Ipatasertib improves PFS in triple-negative breast cancer
medwireNews: Adding the oral AKT inhibitor ipatasertib to paclitaxel significantly prolongs progression-free survival (PFS), compared with placebo plus paclitaxel, when used as first-line therapy for triple-negative breast cancer, phase II study data show.
“The increase in median progression-free survival was quite modest in the intention-to-treat population and PTEN-low subgroup but more pronounced in predefined analyses of the patient population with PIK3CA/AKT1/PTEN-altered tumours,” Sung-Bae Kim (University of Ulsan College of Medicine, Seoul, South Korea) and colleagues remark.
The multicenter LOTUS trial randomly assigned women with inoperable, locally advanced or metastatic triple-negative breast cancer, naïve to systemic therapy, to receive intravenous paclitaxel 80 mg/m2 (days 1, 8, 15 of a 28-day cycle) with either ipatasertib 400 mg (n=62) or placebo (n=62) once per day (days 1–21) until disease progression or unacceptable toxicity.
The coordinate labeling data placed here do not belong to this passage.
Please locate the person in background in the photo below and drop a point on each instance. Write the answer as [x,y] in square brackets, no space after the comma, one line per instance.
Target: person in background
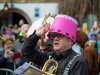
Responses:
[6,53]
[81,39]
[91,55]
[63,34]
[92,39]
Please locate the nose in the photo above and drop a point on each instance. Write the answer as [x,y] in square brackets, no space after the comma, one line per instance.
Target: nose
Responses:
[56,38]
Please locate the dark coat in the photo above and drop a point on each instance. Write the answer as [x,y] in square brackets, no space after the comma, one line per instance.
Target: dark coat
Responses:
[79,67]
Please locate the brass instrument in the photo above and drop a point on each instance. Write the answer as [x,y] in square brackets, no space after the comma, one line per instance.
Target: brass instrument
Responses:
[50,67]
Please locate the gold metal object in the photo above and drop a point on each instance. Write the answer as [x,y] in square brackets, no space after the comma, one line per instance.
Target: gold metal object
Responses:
[50,67]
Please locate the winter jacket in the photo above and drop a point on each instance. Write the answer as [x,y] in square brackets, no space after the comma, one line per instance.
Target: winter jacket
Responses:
[78,67]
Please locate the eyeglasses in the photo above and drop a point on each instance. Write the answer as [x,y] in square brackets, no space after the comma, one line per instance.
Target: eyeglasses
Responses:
[53,35]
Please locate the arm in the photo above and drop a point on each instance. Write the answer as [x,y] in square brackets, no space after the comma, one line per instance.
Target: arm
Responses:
[79,68]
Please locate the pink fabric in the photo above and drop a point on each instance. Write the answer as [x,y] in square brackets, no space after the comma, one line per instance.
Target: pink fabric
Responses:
[65,25]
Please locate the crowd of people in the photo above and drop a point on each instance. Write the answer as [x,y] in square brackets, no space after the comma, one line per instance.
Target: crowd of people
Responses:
[75,52]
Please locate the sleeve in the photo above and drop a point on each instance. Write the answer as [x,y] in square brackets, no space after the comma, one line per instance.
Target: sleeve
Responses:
[79,68]
[29,51]
[2,62]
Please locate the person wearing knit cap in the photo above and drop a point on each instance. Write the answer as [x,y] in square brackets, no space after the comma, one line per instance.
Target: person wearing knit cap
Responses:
[63,34]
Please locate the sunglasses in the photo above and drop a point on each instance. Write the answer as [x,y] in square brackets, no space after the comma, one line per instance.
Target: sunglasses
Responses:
[53,35]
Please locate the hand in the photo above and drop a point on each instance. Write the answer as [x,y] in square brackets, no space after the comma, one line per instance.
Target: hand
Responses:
[7,53]
[43,30]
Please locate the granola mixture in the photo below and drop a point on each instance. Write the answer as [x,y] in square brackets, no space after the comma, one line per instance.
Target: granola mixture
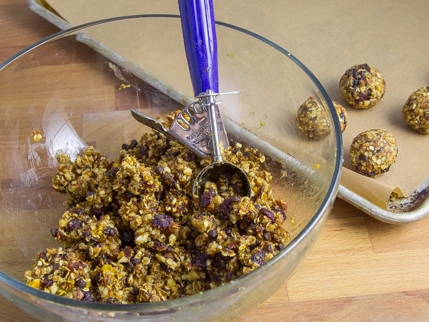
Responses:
[416,110]
[133,233]
[362,86]
[373,152]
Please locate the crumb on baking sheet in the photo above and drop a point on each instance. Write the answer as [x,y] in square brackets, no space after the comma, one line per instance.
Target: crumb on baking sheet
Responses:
[132,232]
[312,119]
[37,136]
[362,86]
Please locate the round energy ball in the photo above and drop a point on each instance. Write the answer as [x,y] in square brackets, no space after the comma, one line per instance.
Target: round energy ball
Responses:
[342,115]
[416,110]
[312,119]
[373,152]
[362,86]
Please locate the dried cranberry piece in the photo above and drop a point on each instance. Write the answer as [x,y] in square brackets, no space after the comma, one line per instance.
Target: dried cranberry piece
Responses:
[112,171]
[206,199]
[74,224]
[189,156]
[133,143]
[258,257]
[88,296]
[165,268]
[226,206]
[43,255]
[158,245]
[128,251]
[162,221]
[80,283]
[268,214]
[135,261]
[260,193]
[47,283]
[227,276]
[110,231]
[97,212]
[200,260]
[212,234]
[143,151]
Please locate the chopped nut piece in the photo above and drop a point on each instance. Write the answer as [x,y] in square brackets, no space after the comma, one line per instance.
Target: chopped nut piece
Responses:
[416,110]
[373,152]
[362,86]
[312,119]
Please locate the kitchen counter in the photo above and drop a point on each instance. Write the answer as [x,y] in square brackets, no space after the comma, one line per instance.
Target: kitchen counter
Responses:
[360,268]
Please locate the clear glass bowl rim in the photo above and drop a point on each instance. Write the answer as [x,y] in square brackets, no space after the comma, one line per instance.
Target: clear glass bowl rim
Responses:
[225,288]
As reported in The Lancet Oncology, median PFS was significantly longer with ipatasertib than with placebo, at 6.2 versus 4.9 months, meaning that patients in the ipatasertib group had a significant 40% lower risk for disease progression than those in the placebo group during the 10.4- and 10.2-month respective follow-up periods.
The researchers also looked at a subgroup of 48 patients with PTEN-low (by immunohistochemistry) tumours, which are associated with a higher degree of AKT pathway activation. In these patients, median PFS was longer with ipatasertib, at 6.2 months, than with placebo, at 3.7 months, but not significantly so.
However, Kim and team observed that “a substantial proportion of patients with PTEN-low tumours by immunohistochemistry did not have a genetic alteration.”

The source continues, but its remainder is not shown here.